Wednesday, November 05, 2008

The Real Crisis

I cried so hard last night, and it wasn't about the election. I was crying because of the shear meanness and anger that so many people have toward one another. I see more and more evidence of bitterness and/or apathy, and I don't know if it is because I am getting older or because the world is just progressively getting uglier. Thanks to the anonymity of the Internet, people have forgotten that respect is a virtue. And after some get accustomed to being nasty at the comfort of their keyboards, they grow more easy being that way in crowds and then so with individuals.

There is no use in being mean. None. Somehow being nice has become equated to weakness. One can be strong and resolute without being caustic and cruel. It seems like everything society worships are the things Jesus reviled. It takes more strength to be humble than to overflow with pride. It takes more courage to be wrongfully rebuked without retribution than it does to lash out in revenge.

I cried because I was so sad for humanity. I wanted to just love everyone so hard and all at once in some attempt to quell the hatred that seems to ooze so easily and out of no where. As if I were somehow important enough to get heard long enough to say, hush, just be nice, love one another, respect one another, comfort one another - or just be quiet. If they actually listened, would there just be silence?

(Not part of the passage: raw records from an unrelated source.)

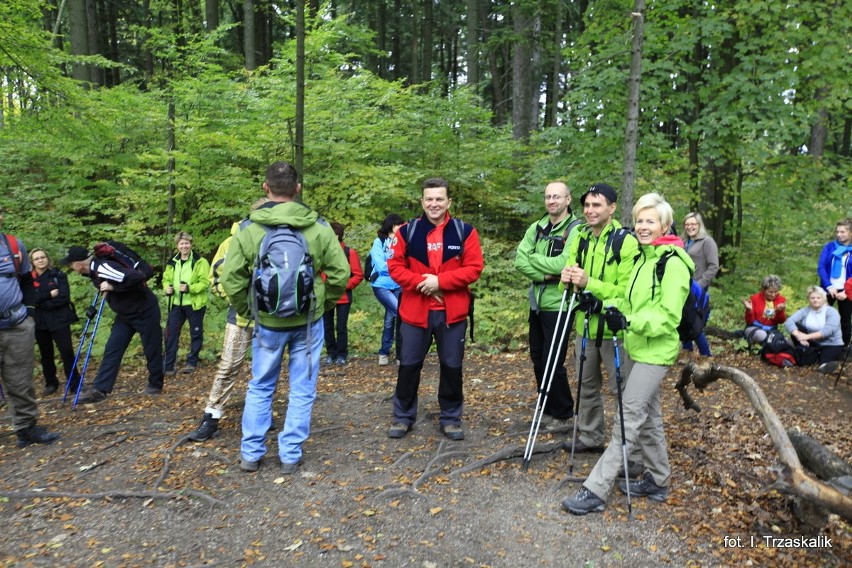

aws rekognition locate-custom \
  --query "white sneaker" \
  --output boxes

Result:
[378,355,389,366]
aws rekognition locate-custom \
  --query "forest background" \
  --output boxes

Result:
[0,0,849,360]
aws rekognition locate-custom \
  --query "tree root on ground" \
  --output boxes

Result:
[0,488,224,506]
[448,440,562,477]
[677,361,852,521]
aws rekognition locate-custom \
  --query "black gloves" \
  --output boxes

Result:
[84,305,98,320]
[604,307,628,333]
[578,293,602,314]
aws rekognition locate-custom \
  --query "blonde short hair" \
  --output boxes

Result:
[806,286,827,301]
[632,193,673,232]
[683,212,708,239]
[175,231,193,244]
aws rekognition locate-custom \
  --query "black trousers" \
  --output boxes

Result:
[34,326,79,387]
[528,309,575,419]
[93,303,164,393]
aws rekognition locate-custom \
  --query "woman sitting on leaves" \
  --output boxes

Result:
[22,248,80,395]
[742,274,787,346]
[785,286,844,374]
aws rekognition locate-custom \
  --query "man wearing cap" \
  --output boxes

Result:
[560,184,641,473]
[63,245,164,403]
[0,214,61,447]
[514,181,582,424]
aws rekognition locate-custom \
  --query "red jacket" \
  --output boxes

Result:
[335,243,364,305]
[744,291,787,327]
[388,213,483,328]
[845,277,852,298]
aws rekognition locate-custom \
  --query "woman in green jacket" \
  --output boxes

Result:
[562,192,692,515]
[163,231,210,375]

I know I am an idealist to the core, and that will never change. I would rather die than turn stoic and cynical. I continue to seek the good in people and refuse to believe that anyone is a lost cause. I refuse to believe that changing the world is up to someone else and not up to me. I take the crises of humanity personally, but I don't know if it is me who is flawed or those who don't mourn personally for the loss of the moral character of each and every one of us. I don't know.